— Ну что, Александр Васильевич, готова?
— Готова, ваше величество, свеженькая, мокренькая еще, сейчас из печати, из-под станка.
— Сам в типографии был?
— Сам, ваше величество и с княгиней Екатериной Романовной Дашковой.
— Спасибо… А покажи.
Такими словами утром 7 августа того же года императрица Екатерина Алексеевна встретила Храповицкого, вошедшего в ее кабинет с портфелем в руках. В кабинете уже находились Александр Дмитриевич Ланской, генерал-адъютант и фаворит императрицы, и другой ее любимец, Левушка, обер-шталмейстер Лев Александрович Нарышкин. Первый со слов императрицы писал письмо Потемкину о том, что было раскрыто следствием по делу графов Зановичей и Зорича, а Левушка против своего обыкновения не дурачился, но серьезно сидел за особым столом и исполнял обязанность Храповицкого — занимался перлюстрацией чужих секретных писем.
Храповицкий вынул из портфеля небольшую книжку и подал ее государыне. То была только что отпечатанная одна из книжек издававшегося тогда под наблюдением княгини Дашковой журнала "Собеседник любителей российского слова". Стоя у стола, Храповицкий, весь красный, вытирал фуляром вспотевший лоб.
Екатерина стала перелистывать книгу; и потом, как бы вспомнив что, обратилась к Ланскому, который сидел против нее с пером в руке.
— Спасибо, мой друг, — сказала она ласково, — положи перо, а мне передай разрезной ножик… Письмо уж мы после допишем князю; оно и лучше: сегодня дело Зановичей князь Вяземский будет докладывать с мнением сената.
Ланской подал через стол разрезной нож и, встав со своего места, обошел вокруг письменного стола императрицы и стал у ее кресла, чтобы ближе видеть принесенную Храповицким новую книжку журнала.

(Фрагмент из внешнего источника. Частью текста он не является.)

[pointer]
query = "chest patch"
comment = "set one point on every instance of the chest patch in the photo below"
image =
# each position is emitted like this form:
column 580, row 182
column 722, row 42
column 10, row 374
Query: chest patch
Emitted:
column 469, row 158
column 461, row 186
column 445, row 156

— Вот та ода, — сказала она, вскинув глаза на Ланского, — о которой говорила мне княгина Дашкова.
Ланской пригнулся ближе к книге.
— "Ода великому боярину и воеводе Решемыслу, писанная подражением оде к Фелице в 1783 году", — прочел он вслух.
— Решемысл — это князь Потемкин, — пояснила императрица.
— Ну, признаюсь, удружил! — кинул словцо из-за своего стола Левушка.
— Кто удружил, Левушка? — спросила Екатерина.
— Да Державин, матушка, Потемкину.
— Чем же, мой друг?
— Да Решемыслом, матушка… Я б на месте князя Григория Александровича обиделся.
— Да что же тут обидного, Левушка? Ведь я не обиделась, когда Державин назвал меня Фелицею, киргиз-кайсацкою царевною.
— То Фелица, государыня, значит, счастливая или счастливящая подданных; а воевода Решемысл — это воевода, который решился смыслу.
Екатерина улыбнулась.
— Ну, ты всегда что-нибудь вздумаешь, — сказала она и стала читать оду вслух.
Все внимательно слушали. Екатерина читала эффектно, красиво, с декламаторским умением, но слишком отчетливо выговаривала слова, каждый слог, каждую букву, так что привычный слух сразу мог уловить, что русский язык — не ее родной, не материнский язык, не Muttersprache, что детский слух ее воспитывался на иных звуках, на чуждой фонетике.
Кончив оду, она положила книгу на стол и сказала:
— Хорошо, очень хорошо… только далеко до Фелицы.
— Понятно, где же Решемыслу тягаться с самой Фелицией! — заметил Левушка, лукаво подмигнув Ланскому.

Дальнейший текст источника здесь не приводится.